Multipolarity thus advocates a return to the civilizational foundations of each non-western civilization. The fight for Eurasia therefore obtains a new anti-colonial and anti-racist dimension. When the West tries to judge non-western societies on the basis of western criteria – the level of development, human rights (as the West itself interprets them), quantitative indexes and so on – it commits the intellectual crime of projecting its own ego on others and measuring it with something partial that pretends to be universal. All post-modernist relativism, self-critiques and remorse concerning colonial practices did not quite teach the West to respect the other, because it is liberal democracy and human rights ideology (of purely western origins) that are considered to be inclusive ways to ‘understand’ the other – paying no attention to whether the other agrees with it or not. So western ‘multiculturalism’ cannot hide the fact that the West still thinks of civilization as something singular, refusing to accept the concept in plural – as civilizations. According to the West, there is only one civilization – the modern western that will be imposed on the world in the process of globalization; the rest is underdeveloped, uncivilized. In this way, direct imperialism is replaced by indirect domination.

 

In that context, India is now faced with making a choice about the very nature of modern society: whether India will be just one of many developing countries (that means going exactly the same way as the West, but with some delay) or it will be somewhat different – a civilization going its own way having overcome the colonial trauma and its consequences – represented by accepted western standards – in politics, in economy, in law, in culture, in technology. The same problem confronts Russia and China, and the Islamic world. Are they mere countries or civilizations? If they are countries they can accept (or reject, if they posses enough sovereignty) the western criteria and try to catch up with the West or else compete with it. If they are civilizations they can choose their destiny based on identities, roots, and value systems. Multipolarity means exactly that: recognition of a deep civilization identity, and the construction of the society on it, despite colonialist pretentions of globalists, western elites and pro-western liberals in non-western societies.

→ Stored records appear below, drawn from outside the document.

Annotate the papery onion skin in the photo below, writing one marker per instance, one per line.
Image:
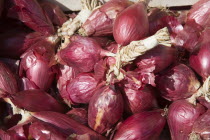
(35, 62)
(54, 13)
(140, 100)
(79, 114)
(131, 24)
(160, 58)
(200, 62)
(181, 116)
(201, 126)
(66, 124)
(8, 82)
(40, 130)
(105, 109)
(36, 100)
(178, 82)
(142, 126)
(81, 88)
(100, 22)
(82, 53)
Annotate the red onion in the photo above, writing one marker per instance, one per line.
(142, 126)
(32, 15)
(80, 89)
(131, 24)
(177, 83)
(201, 127)
(54, 13)
(12, 41)
(79, 114)
(67, 125)
(43, 131)
(181, 116)
(140, 100)
(35, 62)
(82, 53)
(100, 22)
(65, 75)
(36, 100)
(105, 109)
(157, 59)
(8, 82)
(199, 14)
(200, 62)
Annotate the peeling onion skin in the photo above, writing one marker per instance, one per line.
(178, 82)
(82, 53)
(131, 24)
(181, 116)
(8, 82)
(202, 126)
(160, 58)
(43, 131)
(200, 62)
(105, 109)
(140, 100)
(100, 22)
(81, 88)
(142, 126)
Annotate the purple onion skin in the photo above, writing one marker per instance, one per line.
(32, 15)
(140, 100)
(8, 82)
(100, 22)
(64, 77)
(82, 53)
(12, 41)
(179, 82)
(105, 109)
(201, 126)
(200, 62)
(160, 58)
(131, 24)
(79, 114)
(181, 116)
(36, 100)
(67, 125)
(54, 13)
(142, 126)
(37, 131)
(81, 88)
(35, 63)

India is a great civilization with an original ontology, anthropology and sacredness. There are different religions and ethnic groups that represent the richness of Indian spiritual traditions. We can observe a growing demand for the resurrection of the spirit of India awaking in the dark age of kali yuga. We see this across the social spectrum, among the BJP ruling party, but also among some circles orientated to Congress and following Gandhi ideas of swaraj. The concept of swaraj was not only a call for expulsion of the colonial administration, but also suggested the rule of Indians by Indians, based on Indian traditional values. The raj is swa (own) only when it is rooted in the spiritual autochthonous tradition. When one borrows the manner of rule from the ex-colonizer, it is not yet ones own (swa) rule – it is still the rule of the other in indirect form. So joining the Eurasian perspective of multipolarity would be fully consistent with the reaffirmation of a deep Indian identity. It would not be a purely tactical and arbitrary step, but much more important.

 

A multipolar order is inconceivable without India as a fully independent pole. More than that, a multipolar order can be established and made irreversible only with India. The very fact of India joining Eurasia, and reaffirming herself as a civilization state, can convince the West that the game of hegemony is over, and enhance the possibilities of a peaceful transition. With three greats joining efforts on the side of a Greater Eurasia, where India can be at the centre of the Southern Asian region, multipolarity will become effective. The choice India will make is crucial, and the invitation from Putin is important. This is the right moment.

 

Footnote:

1. Martin Jacques, When China Rules the World: The End of the Western World and the Birth of a New Global Order. Penguin Press, New York, 2009.